# Starbucks Capstone Challenge: Data preparation

## Contents
1. Remove missing demographic data. 
2. Convert numerical data to categorical data.
3. Compute target variable (responsiveness). 
4. Combine prepared feature and target data.
5. Output prepared dataset.

In [1]:
# Importing packages 
import pandas as pd
import pickle

In [2]:
# Read in json files
portfolio = pd.read_json('../data/raw/portfolio.json', orient='records', lines=True)
profile = pd.read_json('../data/raw/profile.json', orient='records', lines=True)
transcript = pd.read_json('../data/raw/transcript.json', orient='records', lines=True)

### 1. Remove missing demographic data

In [3]:
# Rename column 'id' to 'person' to remain consistent with transcript
profile = profile.rename(columns={'id':'person'})

# Remove people was ages > 99
profile = profile[profile['age'] <= 99]

# Remove people with income > 1000000
profile = profile[profile['income'] < 1000000.0]

### 2. Feature engineering: convert numerical data to categorical data

In [4]:
def cat_age(age):
    '''
    Categorises age into age group.
    '''
    if age < 25:
        return '< 25 years'
    
    if age < 35:
        return '25 - 35 years'
    
    if age < 45:
        return '36 - 45 years'
    
    if age < 66: 
        return '46 - 66 years'
    
    else: 
        return '67+ years'

In [5]:
# Apply cat_age function to age column
profile['age_group'] = profile['age'].apply(lambda x:cat_age(x))

In [6]:
def cat_income(income):
    '''
    Categorises income into income group.
    '''
    if income < 50001: 
        return 'low income'
    if income < 70001:
        return 'med - low income'
    if income < 90001:
        return 'high - med income'
    else:
        return 'high income'

In [7]:
# Apply cat_age function to age column
profile['income_group'] = profile['income'].apply(lambda x:cat_income(x))

In [8]:
# Select demographic data columns for training model
profile_subset = profile[['person','income_group','age_group', 'gender']]

# Reset index so that person would be a column.
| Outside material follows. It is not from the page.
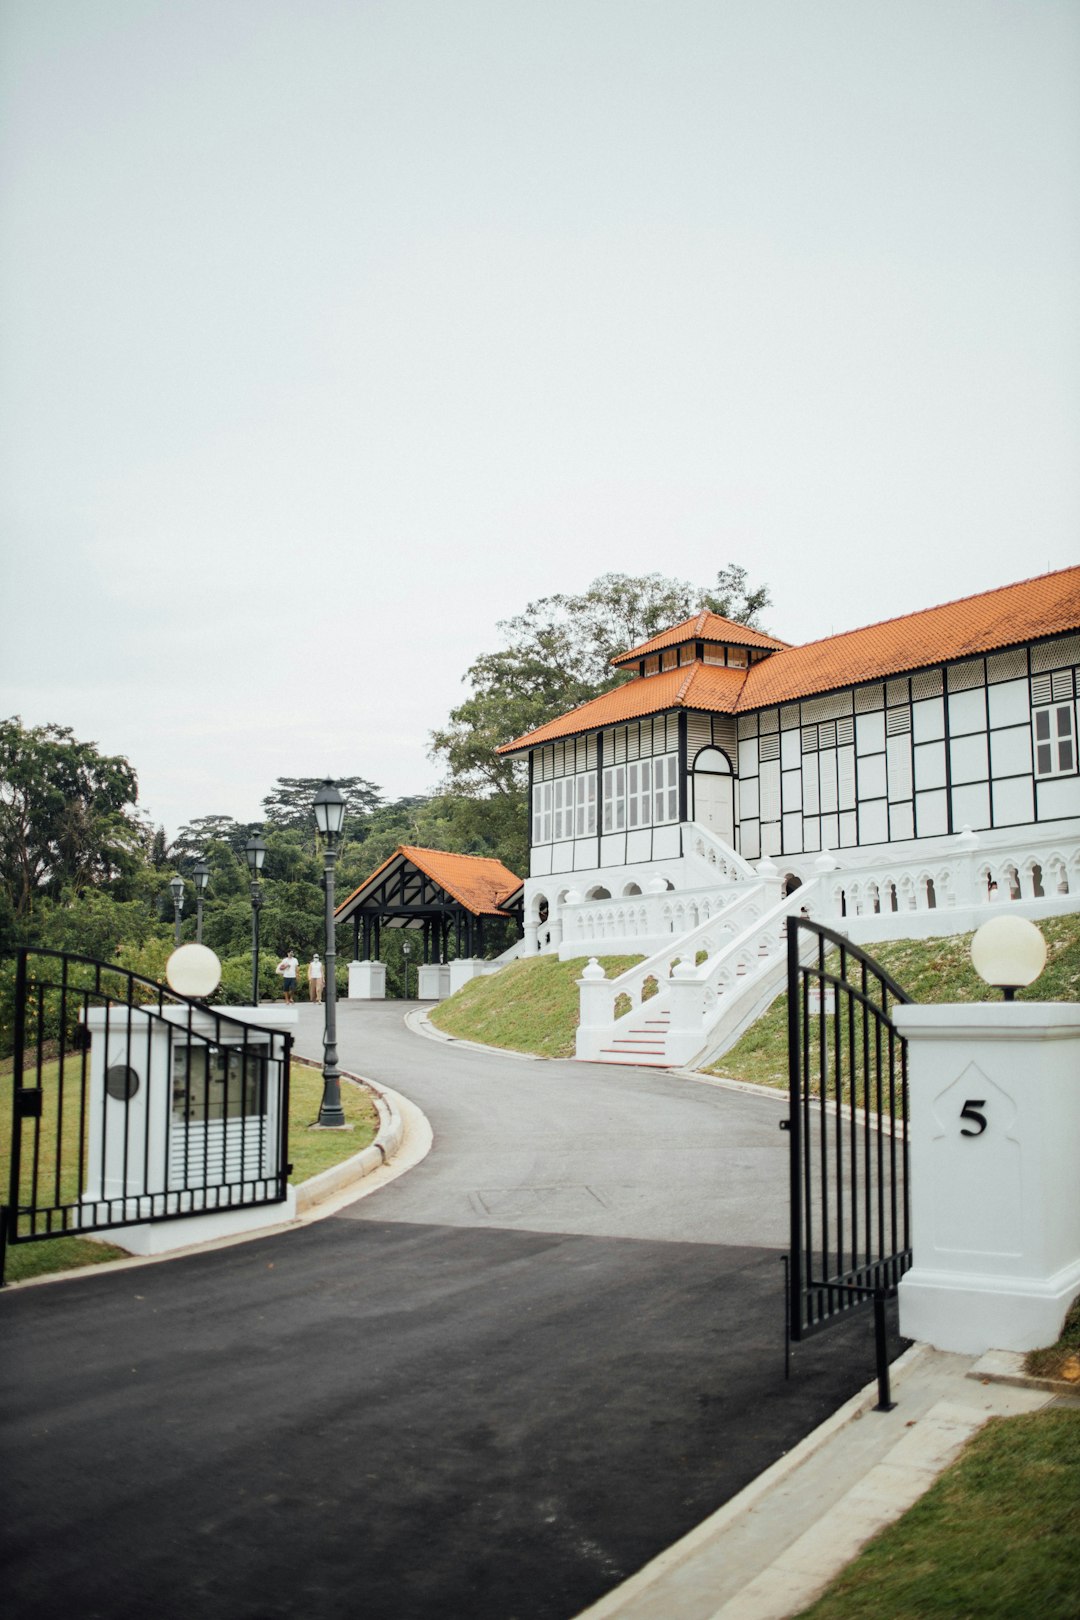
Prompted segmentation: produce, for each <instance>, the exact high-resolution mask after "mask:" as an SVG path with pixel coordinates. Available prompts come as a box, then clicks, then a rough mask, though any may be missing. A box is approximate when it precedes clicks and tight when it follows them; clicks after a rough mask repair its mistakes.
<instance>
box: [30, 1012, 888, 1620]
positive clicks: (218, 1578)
mask: <svg viewBox="0 0 1080 1620" xmlns="http://www.w3.org/2000/svg"><path fill="white" fill-rule="evenodd" d="M301 1013H303V1014H304V1019H306V1022H301V1030H300V1035H298V1042H296V1045H298V1050H300V1051H301V1053H303V1051H311V1053H316V1051H317V1035H316V1025H314V1019H316V1017H317V1009H311V1014H308V1009H301ZM340 1022H342V1029H340V1048H342V1064H343V1068H353V1069H356V1071H361V1072H368V1074H371V1077H372V1079H376V1081H384V1082H385V1084H389V1085H393V1087H397V1089H398V1090H402V1092H403V1093H405V1095H410V1097H411V1098H413V1100H415V1102H416V1103H419V1106H423V1108H424V1111H426V1113H427V1116H429V1119H431V1123H432V1128H434V1136H436V1142H434V1147H432V1152H431V1153H429V1157H427V1158H426V1160H424V1162H423V1163H421V1165H419V1166H418V1168H416V1170H413V1171H410V1173H408V1174H406V1176H402V1178H400V1179H398V1181H395V1183H392V1184H389V1186H387V1187H384V1189H382V1191H381V1192H377V1194H376V1196H372V1197H368V1199H361V1200H358V1202H356V1204H355V1205H350V1207H348V1209H347V1210H345V1212H343V1213H342V1215H337V1217H332V1218H329V1220H324V1221H319V1223H316V1225H311V1226H306V1228H301V1230H296V1231H290V1233H285V1234H282V1236H275V1238H266V1239H259V1241H254V1243H244V1244H241V1246H236V1247H230V1249H220V1251H215V1252H207V1254H199V1255H191V1257H186V1259H176V1260H170V1262H167V1264H162V1265H152V1267H146V1268H136V1270H128V1272H117V1270H108V1268H102V1270H100V1272H97V1273H94V1275H87V1277H86V1278H79V1280H74V1281H66V1283H60V1285H52V1286H42V1288H11V1290H8V1291H6V1294H5V1296H3V1298H0V1332H2V1333H3V1336H5V1358H3V1372H2V1374H0V1377H2V1379H3V1385H5V1400H3V1411H5V1413H6V1417H5V1429H3V1434H2V1443H3V1453H5V1456H6V1458H8V1464H6V1466H8V1477H10V1479H15V1477H16V1476H18V1489H16V1490H10V1492H8V1507H6V1513H5V1518H3V1528H2V1531H0V1536H2V1541H3V1557H5V1565H6V1584H5V1591H6V1602H8V1607H10V1610H11V1614H18V1615H19V1620H39V1617H40V1620H44V1617H49V1620H52V1617H53V1615H57V1614H63V1612H73V1614H84V1615H100V1617H107V1620H128V1617H131V1620H136V1617H138V1620H144V1617H146V1615H147V1614H152V1615H155V1617H160V1620H172V1617H176V1620H180V1617H185V1620H188V1617H189V1615H191V1614H199V1615H201V1617H220V1620H238V1617H251V1620H256V1617H259V1620H262V1617H267V1620H269V1617H279V1615H280V1617H287V1615H288V1617H291V1615H296V1617H300V1615H303V1617H304V1620H324V1617H332V1620H337V1617H342V1620H345V1617H348V1620H355V1617H356V1615H363V1617H364V1620H429V1617H431V1620H434V1617H439V1620H450V1617H452V1620H458V1617H461V1620H465V1617H468V1620H512V1617H517V1620H546V1617H551V1620H568V1617H572V1615H575V1614H578V1612H580V1610H581V1609H585V1607H586V1605H588V1604H589V1602H593V1601H594V1599H596V1597H599V1596H601V1594H602V1592H606V1591H609V1589H610V1588H614V1586H615V1584H619V1583H620V1581H622V1579H625V1578H627V1576H628V1575H630V1573H633V1571H635V1570H636V1568H640V1567H641V1565H643V1563H646V1562H648V1560H649V1558H651V1557H654V1555H656V1554H657V1552H659V1550H662V1549H664V1547H665V1545H670V1542H672V1541H675V1539H677V1537H678V1536H682V1534H685V1533H687V1531H688V1529H691V1528H693V1526H695V1524H696V1523H699V1521H701V1520H703V1518H704V1516H706V1515H708V1513H711V1511H712V1510H714V1508H716V1507H719V1505H721V1503H722V1502H724V1500H727V1498H729V1497H730V1495H732V1494H733V1492H737V1490H738V1489H740V1487H742V1486H743V1484H746V1482H748V1481H750V1479H753V1477H755V1476H756V1474H758V1473H759V1471H761V1469H763V1468H766V1466H767V1464H769V1463H771V1461H774V1460H776V1458H777V1456H779V1455H780V1453H782V1452H787V1450H790V1447H792V1445H795V1443H797V1442H798V1440H800V1439H801V1435H803V1434H806V1432H808V1430H810V1429H811V1427H814V1426H816V1424H818V1422H819V1421H821V1419H823V1417H824V1416H827V1414H829V1413H831V1411H834V1409H836V1406H837V1405H840V1403H842V1401H844V1400H847V1396H848V1395H852V1393H853V1392H855V1390H857V1388H861V1385H863V1383H866V1382H868V1377H870V1371H871V1367H873V1343H871V1335H870V1332H868V1327H870V1325H868V1324H866V1322H865V1320H860V1319H855V1320H852V1322H845V1324H842V1325H840V1327H837V1330H836V1333H834V1335H829V1338H827V1341H826V1343H823V1341H813V1343H810V1345H806V1346H800V1348H798V1353H797V1371H795V1377H793V1380H792V1382H790V1383H787V1385H785V1383H784V1353H782V1335H784V1299H782V1283H780V1260H779V1254H780V1249H782V1247H784V1233H785V1218H787V1205H785V1187H787V1183H785V1168H787V1166H785V1139H784V1136H782V1134H780V1131H779V1129H777V1121H779V1119H780V1118H782V1115H784V1098H782V1097H777V1102H776V1105H774V1103H772V1100H771V1098H764V1100H761V1098H756V1097H746V1095H740V1093H733V1092H727V1090H721V1089H716V1087H709V1085H698V1084H695V1082H690V1081H678V1079H675V1077H672V1076H667V1074H656V1072H654V1071H635V1069H617V1071H614V1069H607V1068H599V1066H586V1064H573V1063H551V1064H544V1063H529V1061H521V1059H515V1058H505V1056H494V1055H478V1053H473V1051H468V1050H463V1048H460V1047H444V1045H436V1043H429V1042H424V1040H419V1038H418V1037H413V1035H410V1034H408V1032H406V1030H405V1027H403V1024H402V1014H400V1008H395V1006H393V1004H392V1003H390V1004H379V1003H374V1004H366V1006H353V1004H347V1006H345V1008H342V1021H340ZM774 1205H776V1210H774ZM725 1231H727V1236H724V1233H725ZM11 1458H16V1460H18V1469H16V1471H15V1469H13V1466H11V1461H10V1460H11Z"/></svg>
Profile_subset will be merged on person column 
profile_subset = profile_subset.reset_index()

# Drop additionally index column produced from reset index step above
profile_subset.drop('index', axis=1, inplace=True)

### 3. Computing user responsiveness

In [9]:
# Get offer ids from 'value' column, convert to float, and store in new column
offer_ids = dict()
indx = list(transcript[transcript['event']!='transaction'].index)

for ind in indx: 
    offer_id = list(transcript.iloc[ind]['value'].values())[0]
    offer_ids.update({ind:offer_id})
    
# Make dataframe from dictionary of index, offer_id strings     
offer_id_df = pd.DataFrame.from_dict(offer_ids, orient='index', columns=['offer_ids'])

In [10]:
# Concat transcript_mod and offer_id_df dataframes
transcript_mod = pd.concat([transcript, offer_id_df], axis=1, ignore_index=False)

# rename column 'id' as offer_ids to remain consistent with transcript df
portfolio = portfolio.rename(columns={'id':'offer_ids'})

In [11]:
# Merge transcript and portfolio dataframes
transcript_portfolio = transcript_mod.merge(portfolio[['offer_ids', 'offer_type']], on='offer_ids', how='left')

offers = ['bogo', 'discount']

# Filter transcript_portfolio to get transcripts corresponding to BOGO and discount offers 
offer = transcript_portfolio[transcript_portfolio['offer_type'].isin(offers)]

# Remove columns that will not used for the classifier
offer.drop(['value','time', 'offer_ids'], axis=1, inplace=True)

A value is trying to be set on a copy of a slice from a DataFrame

See the caveats in the documentation: https://pandas.pydata.org/pandas-docs/stable/user_guide/indexing.html#returning-a-view-versus-a-copy
  errors=errors,


In [12]:
# Calculate number of offers completed and viewed per person 
offer_per_person = offer.groupby(['person','offer_type'])['event'].value_counts().unstack()

# Fill missing offer completed data with 0
offer_per_person['offer completed'].fillna(0, inplace=True)

In [13]:
# Calculate proportion of offers viewed that were compeleted for each user 
offer_per_person['completed_per_view'] = offer_per_person['offer completed']/ offer_per_person['offer viewed']

# Replace missing proportion with 0
offer_per_person['completed_per_view'].fillna(0, inplace=True)

In [14]:
def set_response(cpv):
    '''
    Return a binary label for whether or not a user is responsive. 
    A responsive user is someone who has completed more than 50 % of offers
    received. 
    '''
    if cpv <= 0.5: 
        return 0 
    else: 
        return 1

In [15]:
# Apply set_response function to completed_per_view column
offer_per_person['responds'] = offer_per_person['completed_per_view'].apply(lambda x:set_response(x))

In [16]:
# Keep only the BOGO and discount responsiveness column
offer_df = offer_per_person.unstack()

offer_df = offer_df['responds']

In [17]:
# Drop users with missing responsivness label
offer_df.dropna(inplace=True)

# Reset index so person is a column to enable merging demographic and offer data
offer_df = offer_df.reset_index()

### 4. Combining feature variables and labels 

In [18]:
# Merge prepared offer and demographic data
offer_per_person_demo = offer_df.merge(profile_subset, left_on='person',right_on='person', how='left').set_index('person')

### 5. Output prepared dataset

In [19]:
# Pickle prepared dataframe
offer_per_person_demo.to_pickle("../data/processed/prepared_data.pkl")